Urgent attention needs to be paid to frail older New Zealanders’ oral health, a University of Otago study has highlighted.
In a world first, Otago researchers surveyed the oral health of 987 people living in aged residential care and found those with dementia, and older men in general, have dirtier and more decayed teeth.
Otago Head of Department of Oral Sciences and lead author, Professor Murray Thomson, describes poor oral health as one of the “geriatric giants” with the situation a “major clinical and public health problem which is going to get worse.”
Older people have higher rates of cognitive and physical impairments that can adversely affect their oral self-care and complicate the provision of oral care, he says.
“Neither the aged care sector nor the dental profession, in most countries, is prepared. Not only do we have more and more older people every year, but more and more people are entering old age with their own teeth, rather than full dentures, as was the situation just a couple of decades ago.
“In some ways, dentistry has been a victim of its success — we have long emphasised the idea of ‘teeth for life’ without much thought to what happens towards the end of life.
“We also now know that half of those in old age will end up in residential aged care, and that more and more of those will have some form of dementia.”
Professor Thomson believed that “slow progress” was being made in the area.
“It’s a very complex situation involving a lot of players — the aged care sector, the Ministry of Health, the dental profession, and the public. An encouraging sign is the inclusion of oral health in New Zealand’s Healthy Ageing Strategy. That’s a starting point, but there is a lot of work to be done,” he says.
Of those examined in the study (representative of the more than 14,000 New Zealanders living in aged care), recently published in the journal Gerodontology, about half had severely impaired cognitive function, and more than a third required fillings or extractions.
Those with severely impaired cognitive function had greater numbers of teeth with decay. They also had higher oral debris scores, reflecting poorer daily oral hygiene care.
Professor Thomson says greater rates of tooth decay can result in dental and facial infections, poorer quality of life, malnutrition and difficulties in communication.
The researchers also found that even the most cognitively impaired participants were able to be examined fairly easily, meaning that regular, routine removal of oral debris by carers should not be difficult.

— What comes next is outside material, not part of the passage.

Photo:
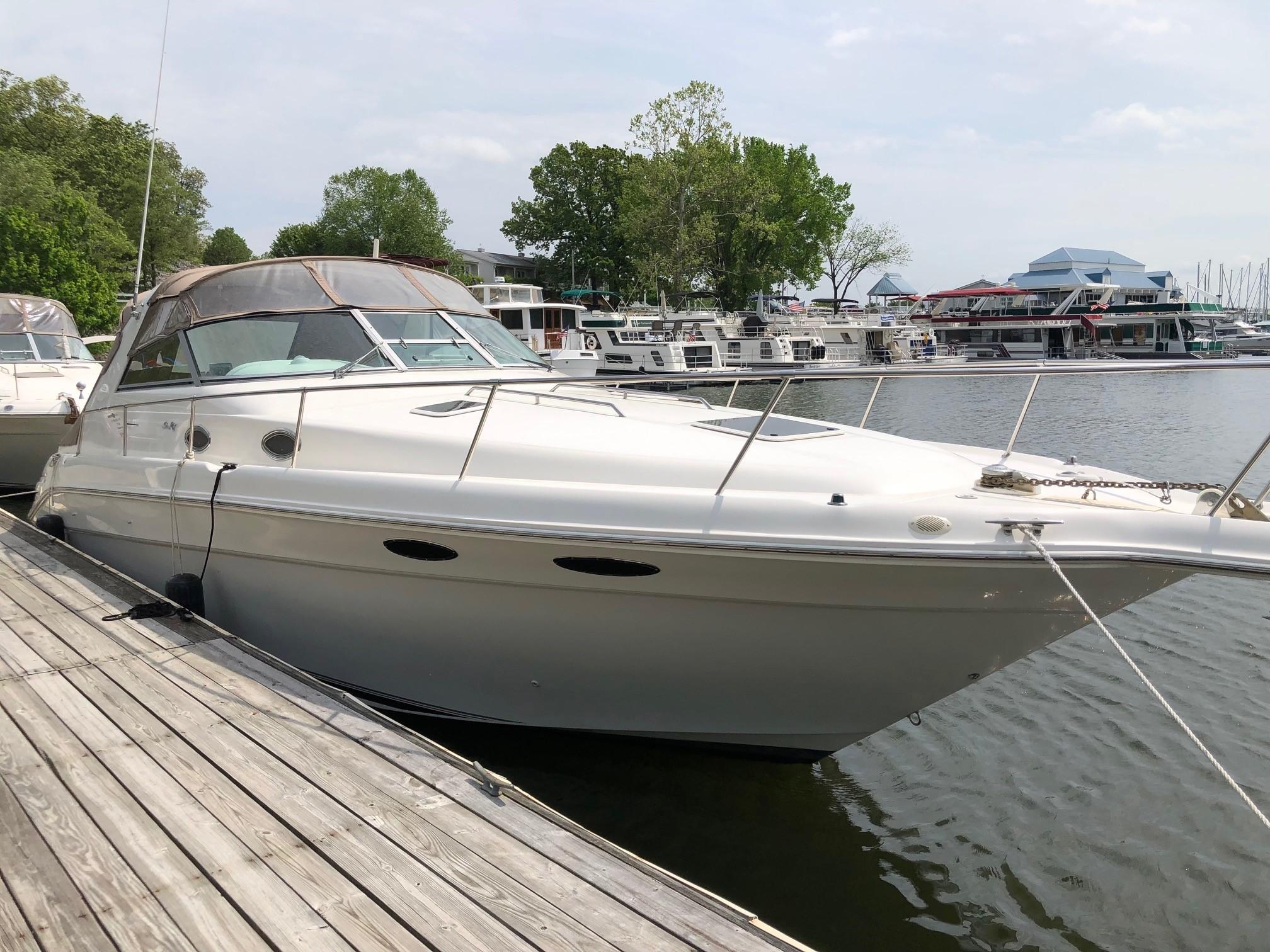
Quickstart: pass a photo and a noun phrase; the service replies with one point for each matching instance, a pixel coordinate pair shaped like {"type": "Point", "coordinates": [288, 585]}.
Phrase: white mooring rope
{"type": "Point", "coordinates": [1217, 764]}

“The issue that we currently face is that much of that debris removal is not being done, and this, along with frequent exposure to sugary, over-processed meals and snacks, and poor salivary function, is enabling plaque and dental caries to flourish in aged residential care populations.”
For those wanting to improve or maintain their oral health, Professor Thomson has some simple advice: brush twice daily with fluoride toothpaste; clean carefully between the teeth at least two to three times per week; avoid having sweet drinks or snacks between meals (and that includes sugar in tea or coffee — it takes only a couple of days to get used to not having it); and avoid smoking.
“For people who have poor oral health in middle age, it is not going to be any better in old age, and an honest, open conversation with a dentist about the options, which may include complete extraction, may be a very good idea.”